An R package for defining causal data generating processes with known ground truth and evaluating estimator performance against them.

Features

  • Structural causal model with explicit effect, propensity, and baseline functions
  • Named covariate roles: confounder, instrument, effect modifier, noise
  • Preset confounding levels ("low", "moderate", "high") or custom functions
  • Exact or Monte Carlo true ATE computed at construction time
  • Flexible estimator interface: named numeric vector, named list, or one-row data frame
  • Tidy performance metrics: bias, RMSE, coverage, and power with Monte Carlo standard errors
  • Grid evaluation over the Cartesian product of any DGP parameters
  • Reproducible via seed control at every stage

Installation

Requires R 4.0 or higher. Install from GitHub:

# install.packages("devtools")
devtools::install_github("chaycereed/causalsim")

Usage

Define a data generating process

causalsim_dgp() specifies the structural model.

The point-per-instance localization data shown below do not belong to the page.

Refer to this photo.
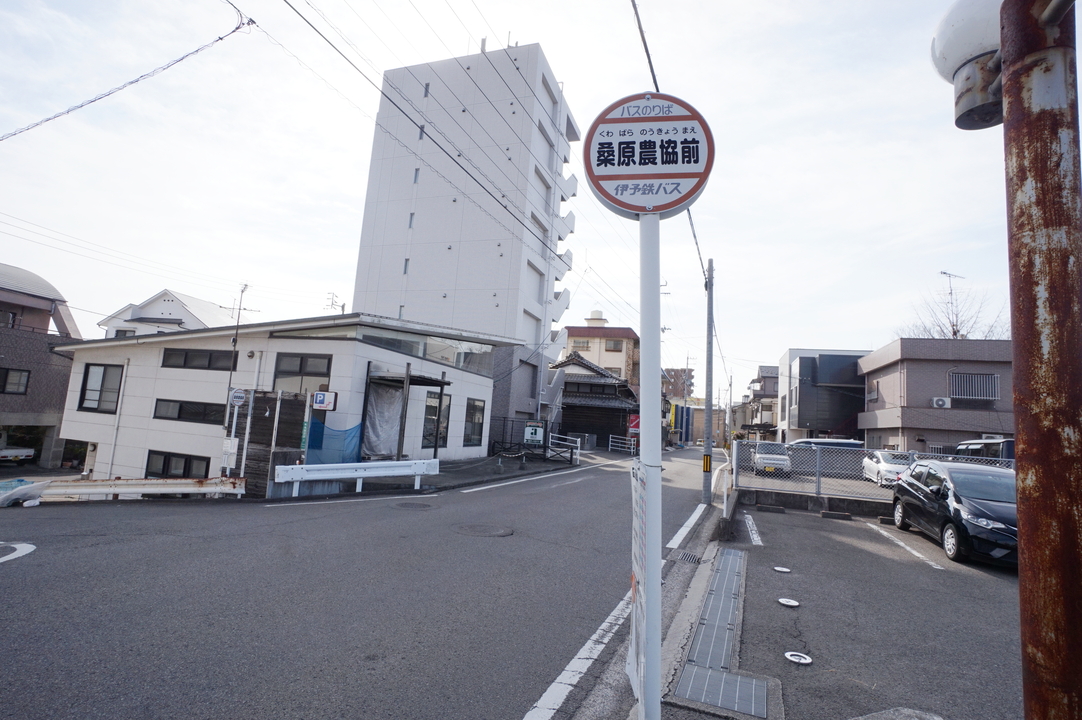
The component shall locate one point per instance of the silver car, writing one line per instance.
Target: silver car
(772, 459)
(883, 467)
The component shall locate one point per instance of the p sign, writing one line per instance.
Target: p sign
(648, 154)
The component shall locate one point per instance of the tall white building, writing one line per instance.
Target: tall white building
(462, 223)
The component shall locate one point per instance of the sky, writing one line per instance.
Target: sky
(840, 193)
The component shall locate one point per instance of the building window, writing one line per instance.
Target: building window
(173, 465)
(973, 385)
(101, 388)
(429, 433)
(475, 422)
(13, 382)
(198, 360)
(302, 374)
(174, 409)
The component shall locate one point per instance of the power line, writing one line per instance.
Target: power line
(240, 24)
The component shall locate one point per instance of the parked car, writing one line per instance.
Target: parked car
(772, 458)
(997, 450)
(883, 467)
(839, 458)
(970, 509)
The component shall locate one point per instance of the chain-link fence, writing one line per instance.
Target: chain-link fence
(830, 471)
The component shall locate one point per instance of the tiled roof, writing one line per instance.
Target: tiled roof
(598, 401)
(602, 332)
(576, 358)
(17, 279)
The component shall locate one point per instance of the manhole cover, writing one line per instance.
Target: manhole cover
(484, 531)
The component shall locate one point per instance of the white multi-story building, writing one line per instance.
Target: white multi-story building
(462, 221)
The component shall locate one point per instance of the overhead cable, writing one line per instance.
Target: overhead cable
(241, 23)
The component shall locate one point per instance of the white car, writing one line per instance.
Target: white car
(883, 467)
(772, 459)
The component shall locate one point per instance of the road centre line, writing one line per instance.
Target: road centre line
(553, 698)
(549, 474)
(368, 499)
(899, 542)
(682, 533)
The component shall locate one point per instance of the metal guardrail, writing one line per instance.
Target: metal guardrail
(561, 445)
(621, 444)
(358, 471)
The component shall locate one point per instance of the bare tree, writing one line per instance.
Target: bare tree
(957, 314)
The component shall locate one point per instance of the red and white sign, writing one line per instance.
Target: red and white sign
(648, 153)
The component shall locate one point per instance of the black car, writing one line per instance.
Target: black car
(968, 508)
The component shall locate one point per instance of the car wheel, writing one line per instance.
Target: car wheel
(952, 544)
(899, 516)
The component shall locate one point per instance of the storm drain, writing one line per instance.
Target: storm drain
(706, 677)
(484, 531)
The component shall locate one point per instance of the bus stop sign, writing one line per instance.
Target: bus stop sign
(648, 154)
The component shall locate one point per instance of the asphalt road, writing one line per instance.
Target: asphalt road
(884, 628)
(463, 604)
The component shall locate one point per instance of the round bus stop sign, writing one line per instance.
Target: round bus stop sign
(648, 153)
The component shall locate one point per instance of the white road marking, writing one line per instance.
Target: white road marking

Parameters can be scalars, preset strings, or functions of the covariate names.

library(causalsim)

dgp <- causalsim_dgp(
  n             = 500,
  n_confounders = 1,
  effect        = 2,
  propensity    = "moderate",
  baseline      = "moderate"
)
dgp

Draw a dataset

causalsim_draw() simulates one dataset from the DGP. The returned data frame includes covariate columns, treatment A, outcome Y, individual effect .tau, and propensity .p.

dat <- causalsim_draw(dgp, seed = 1L)
head(dat)

Evaluate an estimator

An estimator is any function that accepts a data frame and returns a named numeric vector with at minimum an estimate field. ci_lower and ci_upper enable coverage and power metrics.

ols_est <- function(data) {
  fit <- lm(Y ~ A + W, data = data)
  est <- coef(fit)[["A"]]
  se  <- sqrt(vcov(fit)["A", "A"])
  c(estimate = est, ci_lower = est - 1.96 * se, ci_upper = est + 1.96 * se)
}

result <- causalsim_eval(dgp, ols_est, reps = 200L, seed = 1L)
result

summary(result)
plot(result)

Evaluate across a parameter grid

causalsim_grid() runs the evaluator over the Cartesian product of any DGP parameters, returning a tidy data frame of metrics for each cell.

grid_result <- causalsim_grid(
  dgp       = dgp,
  estimator = ols_est,
  vary      = list(n = c(100L, 250L, 500L, 1000L)),
  reps      = 200L,
  metrics   = c("bias", "rmse"),
  seed      = 1L
)
grid_result

License

MIT License. See LICENSE for details.